Season's beatings for new media
Sirius, most vid game makers, Netflix, Yahoo! plunge in Dec.Concerning Wall Street's view of media, it was out with the new and in with the old in December.
While shares of the more traditional home video retailers Blockbuster Inc. and Movie Gallery Inc., for example, surged 34.9% and 23.9%, respectively, during the holiday month, their new-media counterpart, Netflix Inc., saw its shares tumble 11.7%.
The stodgy old conglomerates also outperformed the more nimble growth companies. Time Warner shares were up 8.1% last month, while shares of the Walt Disney Co. rose 4.6% and News Corp. was up 3.4%.
By contrast, shares of Yahoo! Inc. and Google Inc. dropped 5.4% and 5%, respectively. TiVo was off 10%.
While shares of XM Satellite Radio rose a penny during the month, rival Sirius Satellite Radio sunk 16.9%. But satellite TV operators DirecTV Group and EchoStar Communications Corp. rose 9.6% and 4.2%, respectively.
Speculation is rampant that Liberty Media Corp., which will take control of DirecTV around midyear, might try to merge its new asset with EchoStar, operator of Dish Network.

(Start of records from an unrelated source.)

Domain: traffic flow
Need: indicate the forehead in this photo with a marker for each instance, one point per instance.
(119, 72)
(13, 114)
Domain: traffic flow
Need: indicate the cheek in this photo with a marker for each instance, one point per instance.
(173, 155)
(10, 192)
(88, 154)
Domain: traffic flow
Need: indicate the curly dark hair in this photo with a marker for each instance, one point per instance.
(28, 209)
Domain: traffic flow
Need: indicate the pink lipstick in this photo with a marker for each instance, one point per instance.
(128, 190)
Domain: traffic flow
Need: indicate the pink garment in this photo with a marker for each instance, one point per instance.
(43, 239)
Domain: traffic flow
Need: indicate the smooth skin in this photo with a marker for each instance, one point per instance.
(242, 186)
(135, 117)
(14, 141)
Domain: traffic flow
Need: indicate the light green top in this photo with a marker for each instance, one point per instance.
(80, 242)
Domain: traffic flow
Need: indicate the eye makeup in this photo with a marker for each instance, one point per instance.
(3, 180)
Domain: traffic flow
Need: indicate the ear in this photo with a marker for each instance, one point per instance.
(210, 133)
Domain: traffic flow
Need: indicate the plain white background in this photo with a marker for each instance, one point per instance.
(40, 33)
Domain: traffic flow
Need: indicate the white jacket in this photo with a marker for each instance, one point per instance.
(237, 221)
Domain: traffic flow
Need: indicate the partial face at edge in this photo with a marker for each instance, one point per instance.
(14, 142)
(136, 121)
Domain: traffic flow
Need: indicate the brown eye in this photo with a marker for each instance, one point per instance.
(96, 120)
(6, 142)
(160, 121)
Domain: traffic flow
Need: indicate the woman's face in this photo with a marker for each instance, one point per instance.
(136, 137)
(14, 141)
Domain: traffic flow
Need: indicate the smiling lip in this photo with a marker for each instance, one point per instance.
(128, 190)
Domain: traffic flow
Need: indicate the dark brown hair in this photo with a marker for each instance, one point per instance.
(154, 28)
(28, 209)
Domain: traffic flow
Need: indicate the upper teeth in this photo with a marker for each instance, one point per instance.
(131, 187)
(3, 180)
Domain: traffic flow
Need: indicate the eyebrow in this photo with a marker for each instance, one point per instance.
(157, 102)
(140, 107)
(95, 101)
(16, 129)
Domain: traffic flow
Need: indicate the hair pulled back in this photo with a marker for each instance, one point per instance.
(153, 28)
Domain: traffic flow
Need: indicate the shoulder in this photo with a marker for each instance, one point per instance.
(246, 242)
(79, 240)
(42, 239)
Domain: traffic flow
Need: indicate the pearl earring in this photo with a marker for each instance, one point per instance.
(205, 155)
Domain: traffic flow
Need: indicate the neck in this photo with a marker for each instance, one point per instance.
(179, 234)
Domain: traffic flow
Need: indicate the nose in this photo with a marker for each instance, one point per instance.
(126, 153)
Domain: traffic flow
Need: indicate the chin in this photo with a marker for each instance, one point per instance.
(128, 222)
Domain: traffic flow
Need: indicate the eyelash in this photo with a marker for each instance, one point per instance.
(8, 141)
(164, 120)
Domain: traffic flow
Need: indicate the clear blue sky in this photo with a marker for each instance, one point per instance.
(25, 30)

New-media's funk even spread to the top makers of video games, despite predictions of robust sales fueled by a holiday gift-giving season that coincided with massive hype about next-gen consoles.
Analyst Lowell Singer seemingly nailed it when he said in early December that he was neutral on the group, though he rated shares of Activision Inc. "outperform." They closed 1.4% higher for the month, outperforming Electronic Arts Inc. (down 9.9%), THQ Inc. (down fractionally) and Midway Games Inc. (down 9.8%). Shares of Take-Two Interactive Software Inc. fared similarly to Activision, rising 2.4%.
"We believe that the console transition is likely to remain volatile," Singer said. "We maintain our longer-term neutral view on the industry but continue to rate Activision 'outperform' due to its robust upcoming release slate and its overall game quality."
Oppenheimer analyst Shawn Milne in December initiated coverage of THQ with a "buy" rating, partly because its titles for PlayStation 2 and the Nintendo DS are solid.
He also sees potential for Activision in the new year, in part because he likes the prospects for its "Guitar Hero" game and sequels to such franchises as "Shrek" and "Spider-Man."
Likewise, Bank of America analyst Michael Savner is bullish on shares of Activision and THQ, though he is neutral on Take-Two and Electronic Arts.
As for new media's more dramatic losers, TiVo hasn't helped its cause with the ongoing confusion as to when Comcast Corp. might offer the TiVo software to all of its customers in December.
"We still think the market will give TiVo some leeway as it sorts out its strategy, keeping the shares' valuation largely intact," FBR Research analyst Brian Coyne said. He has a $6 price target on TiVo shares, which closed the month at $5.12, six cents shy of where they started the year despite a couple of spikes past the $8 mark.
As for Netflix, its shares could remain volatile, some observers said, as the DVD-by-mail company gets set to roll out plans as to how it will deal with digital-download technologies that allow for movies delivered on-demand.
Bank of America analyst Brian Pitz initiated coverage of Netflix in December with a "sell" rating and $24 price target. Shares closed the month at $25.86.
The problem for Sirius shares appears a bit more simple. The company said in early December that it would close the year with about 5.9 million-6.1 million subscribers, fewer than the 6.3 million it had been forecasting.
Upon the new guidance, Miller Tabak & Co. analyst David Joyce cut his rating from "buy" to "neutral" and his price target on Sirius shares from $5.50 to $5. They closed the month at $3.54.